Хосейиом Бехзадом создано несколько тысяч миниатюр. А сколько к ним было сделано набросков, рисунков, этюдов… Работы разнообразны по сюжету, композиции, колориту. Но всех их объединяет широта замысла, глубина образов, точность рисунка. Много листов выполнено по мотивам «Шах-наме». Обращение Бехзада к этой знаменитой поэме не случайно: в ней красной нитью проходит основная идея — борьба двух противоположных начал: доброго и злого. Вобравшая в себя многовековую мудрость народа, поэма Фирдоуси дает огромный простор для творческой фантазии, для размышлений. Бехзад часто черпает вдохновение и в стихах Омара Хайяма — поэта, мудреца, ученого.
На одной из его известных миниатюр изображена группа старцев, размышляющих о сущности бытия. Характеристика персонажей остра и индивидуальна. В сложной по замыслу композиции каждая фигура легко читается отдельно, составляя, однако, в общем цельную, глубоко философскую картину. Запоминается миниатюра с изображением Фирдоуси на фоне батальных сцен «Шах-наме».
Одной из центральных тем Хосейна Бехзада является тема художника, его назначение и место в обществе.

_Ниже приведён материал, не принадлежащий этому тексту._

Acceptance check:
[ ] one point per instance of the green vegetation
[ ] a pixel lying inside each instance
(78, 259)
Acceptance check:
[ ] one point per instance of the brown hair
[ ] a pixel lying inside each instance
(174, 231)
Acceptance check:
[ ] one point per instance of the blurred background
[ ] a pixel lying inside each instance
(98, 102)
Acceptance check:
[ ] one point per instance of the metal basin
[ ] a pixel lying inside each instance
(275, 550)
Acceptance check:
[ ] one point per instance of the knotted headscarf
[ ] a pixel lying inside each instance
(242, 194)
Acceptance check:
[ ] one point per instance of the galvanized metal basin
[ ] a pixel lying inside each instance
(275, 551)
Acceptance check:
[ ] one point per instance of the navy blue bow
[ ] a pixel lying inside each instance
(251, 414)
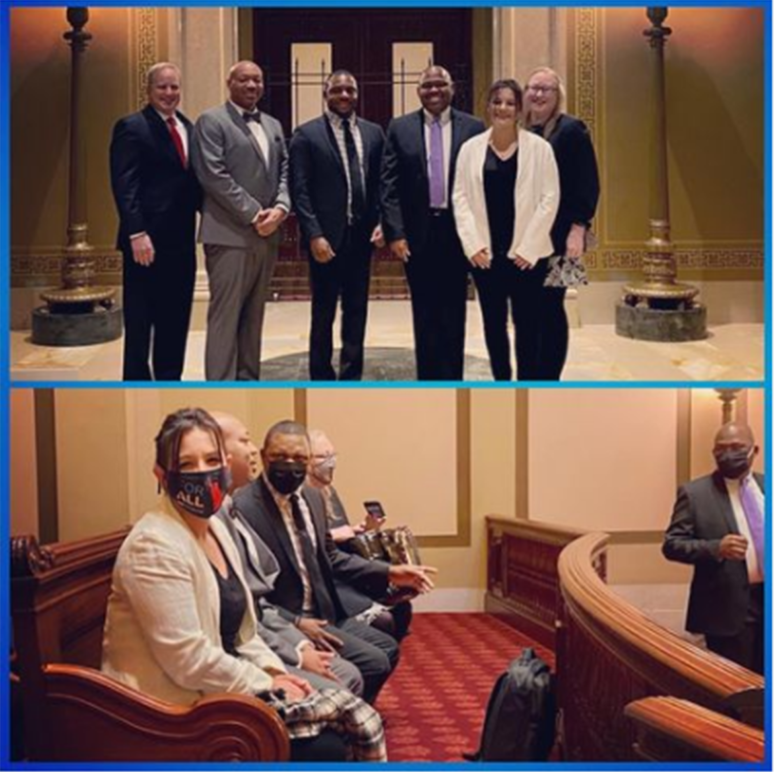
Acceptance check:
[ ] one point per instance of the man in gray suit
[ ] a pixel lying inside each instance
(322, 668)
(241, 161)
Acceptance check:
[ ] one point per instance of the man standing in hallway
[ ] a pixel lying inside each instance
(718, 526)
(334, 172)
(418, 169)
(157, 196)
(240, 158)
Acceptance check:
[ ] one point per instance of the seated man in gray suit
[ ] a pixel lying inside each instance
(241, 161)
(322, 668)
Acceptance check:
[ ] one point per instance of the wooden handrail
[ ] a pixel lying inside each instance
(609, 654)
(590, 597)
(669, 729)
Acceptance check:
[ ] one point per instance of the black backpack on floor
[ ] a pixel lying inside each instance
(521, 713)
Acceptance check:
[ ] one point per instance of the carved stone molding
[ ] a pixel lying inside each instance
(28, 558)
(146, 48)
(43, 268)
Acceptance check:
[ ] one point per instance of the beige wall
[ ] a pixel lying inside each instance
(605, 459)
(24, 471)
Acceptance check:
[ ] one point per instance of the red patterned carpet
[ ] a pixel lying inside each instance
(434, 702)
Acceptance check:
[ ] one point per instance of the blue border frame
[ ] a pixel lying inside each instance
(6, 385)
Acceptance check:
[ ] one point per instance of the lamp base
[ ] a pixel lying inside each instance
(657, 324)
(98, 325)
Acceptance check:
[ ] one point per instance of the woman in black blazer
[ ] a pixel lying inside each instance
(579, 182)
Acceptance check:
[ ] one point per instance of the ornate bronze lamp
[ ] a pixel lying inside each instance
(77, 313)
(659, 307)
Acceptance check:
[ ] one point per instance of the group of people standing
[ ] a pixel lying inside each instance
(234, 583)
(510, 205)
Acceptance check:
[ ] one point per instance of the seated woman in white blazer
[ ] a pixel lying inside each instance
(506, 195)
(180, 619)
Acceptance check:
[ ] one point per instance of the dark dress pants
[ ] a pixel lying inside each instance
(438, 279)
(374, 653)
(538, 318)
(346, 275)
(745, 648)
(157, 313)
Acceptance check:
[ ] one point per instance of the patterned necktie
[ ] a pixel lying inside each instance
(323, 601)
(754, 516)
(436, 164)
(177, 140)
(355, 176)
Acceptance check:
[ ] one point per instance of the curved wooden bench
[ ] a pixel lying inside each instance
(610, 654)
(58, 603)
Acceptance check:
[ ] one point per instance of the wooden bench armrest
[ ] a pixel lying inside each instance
(92, 717)
(671, 729)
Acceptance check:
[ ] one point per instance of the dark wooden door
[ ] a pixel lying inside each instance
(362, 41)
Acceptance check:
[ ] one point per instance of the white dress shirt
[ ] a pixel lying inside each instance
(446, 134)
(286, 510)
(754, 571)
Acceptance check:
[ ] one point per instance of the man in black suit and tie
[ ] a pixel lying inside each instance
(157, 196)
(290, 519)
(418, 169)
(718, 526)
(334, 178)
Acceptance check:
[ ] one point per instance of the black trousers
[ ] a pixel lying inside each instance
(438, 279)
(746, 647)
(346, 275)
(157, 313)
(395, 621)
(538, 317)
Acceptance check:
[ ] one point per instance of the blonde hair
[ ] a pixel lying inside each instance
(561, 98)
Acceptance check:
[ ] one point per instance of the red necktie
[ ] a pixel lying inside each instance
(177, 139)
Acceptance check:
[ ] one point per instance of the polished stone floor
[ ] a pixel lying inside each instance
(732, 352)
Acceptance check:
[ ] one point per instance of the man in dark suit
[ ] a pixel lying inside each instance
(334, 172)
(394, 620)
(418, 169)
(718, 526)
(157, 196)
(240, 158)
(290, 520)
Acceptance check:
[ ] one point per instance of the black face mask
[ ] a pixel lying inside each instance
(286, 476)
(199, 493)
(733, 463)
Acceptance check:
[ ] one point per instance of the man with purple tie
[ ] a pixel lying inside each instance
(718, 526)
(420, 159)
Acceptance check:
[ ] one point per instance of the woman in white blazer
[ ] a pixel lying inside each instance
(180, 619)
(506, 195)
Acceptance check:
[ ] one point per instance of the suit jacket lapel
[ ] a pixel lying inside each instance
(276, 521)
(241, 124)
(333, 146)
(723, 502)
(160, 133)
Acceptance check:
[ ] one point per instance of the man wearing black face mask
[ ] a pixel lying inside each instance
(718, 526)
(291, 521)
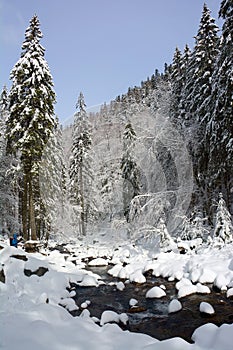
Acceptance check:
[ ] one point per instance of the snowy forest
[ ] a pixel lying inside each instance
(154, 163)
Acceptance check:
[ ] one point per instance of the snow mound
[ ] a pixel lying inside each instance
(201, 289)
(120, 286)
(69, 304)
(98, 262)
(109, 316)
(230, 293)
(207, 276)
(88, 281)
(155, 292)
(137, 277)
(133, 302)
(174, 306)
(187, 290)
(206, 308)
(221, 282)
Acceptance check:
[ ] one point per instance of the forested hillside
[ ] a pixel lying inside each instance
(157, 160)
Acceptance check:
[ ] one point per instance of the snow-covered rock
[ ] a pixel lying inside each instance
(137, 277)
(230, 293)
(186, 290)
(133, 302)
(174, 306)
(206, 308)
(120, 286)
(220, 282)
(69, 304)
(85, 304)
(201, 289)
(109, 316)
(98, 262)
(207, 276)
(155, 292)
(88, 281)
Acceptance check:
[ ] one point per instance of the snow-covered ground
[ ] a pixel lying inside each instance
(34, 310)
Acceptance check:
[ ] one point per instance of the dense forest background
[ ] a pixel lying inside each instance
(155, 161)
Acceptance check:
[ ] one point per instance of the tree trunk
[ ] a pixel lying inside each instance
(31, 211)
(83, 228)
(24, 207)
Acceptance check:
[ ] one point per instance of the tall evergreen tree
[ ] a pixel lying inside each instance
(220, 125)
(223, 230)
(130, 172)
(80, 165)
(31, 119)
(8, 190)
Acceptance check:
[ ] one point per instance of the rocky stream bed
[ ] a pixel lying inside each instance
(150, 316)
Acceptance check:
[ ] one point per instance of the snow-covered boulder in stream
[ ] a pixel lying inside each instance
(206, 308)
(174, 306)
(155, 292)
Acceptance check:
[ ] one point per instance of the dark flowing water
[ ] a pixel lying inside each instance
(151, 317)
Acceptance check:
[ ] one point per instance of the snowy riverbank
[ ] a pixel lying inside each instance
(32, 315)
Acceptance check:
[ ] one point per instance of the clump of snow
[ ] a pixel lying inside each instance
(98, 262)
(207, 276)
(133, 302)
(206, 308)
(201, 289)
(89, 281)
(230, 293)
(120, 286)
(72, 293)
(155, 292)
(186, 290)
(85, 304)
(174, 306)
(69, 304)
(220, 282)
(137, 277)
(109, 316)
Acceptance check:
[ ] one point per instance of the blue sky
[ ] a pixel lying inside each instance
(99, 47)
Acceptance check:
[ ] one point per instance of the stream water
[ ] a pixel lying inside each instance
(151, 315)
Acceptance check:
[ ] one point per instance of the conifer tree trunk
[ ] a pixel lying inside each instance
(83, 228)
(24, 207)
(32, 211)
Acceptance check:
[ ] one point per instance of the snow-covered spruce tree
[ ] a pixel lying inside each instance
(53, 186)
(130, 171)
(223, 230)
(81, 175)
(220, 125)
(203, 59)
(196, 92)
(31, 120)
(176, 85)
(8, 193)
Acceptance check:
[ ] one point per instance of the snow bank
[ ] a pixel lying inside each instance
(109, 316)
(174, 306)
(206, 308)
(30, 306)
(155, 292)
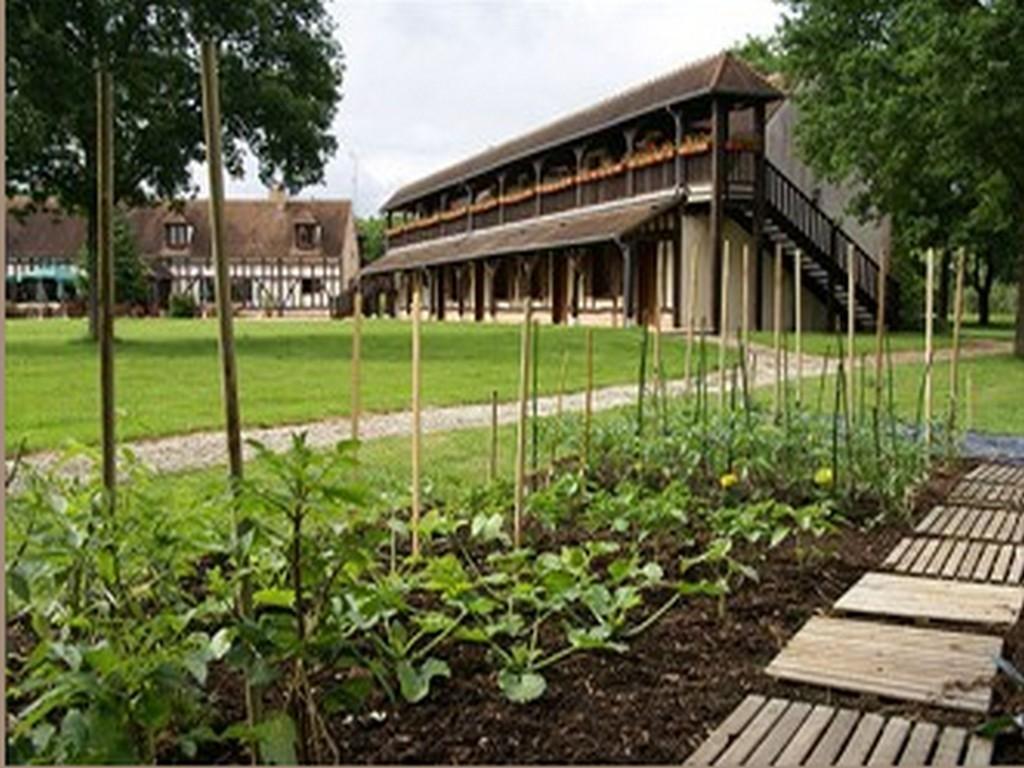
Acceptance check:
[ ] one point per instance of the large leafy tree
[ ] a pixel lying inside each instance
(920, 102)
(281, 75)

Широко популярна его миниатюра, изображающая музыканта в момент его наивысшего вдохновения.
— Что вы считаете основной темой ваших работ? — спрашиваем мы.
— Человека, его жизнь, его любовь.
Когда художник говорит о человеке, глаза его зажигаются огнем, все лицо излучает теплоту и нежность.
— Какую из своих вещей вы больше всего любите?
— Такую еще не написал. Когда работаю над картиной, — замечает он, — она мне нравится. Когда же положен последний штрих, интерес к ней пропадает. Мысль захватывает новая тема. Творчество — это непрерывный процесс.
В Тегеране мне не раз приходилось слышать об исключительной работоспособности Бехзада. Болезнь часто приковывает его к постели, заставляет сменить мастерскую на больничную койку. Но никогда художник не расстается с кистью.
— Что вы, — отвечает он обычно на советы врачей больше отдыхать, — надо обязательно успеть закончить вот эту работу.
— Постоянный труд и любовь к искусству сделали меня художником, — говорит Бехзад. — Если бы с детства я не был вынужден много работать, — добавляет он, — я, пожалуй, не стал бы тем, кто я есть.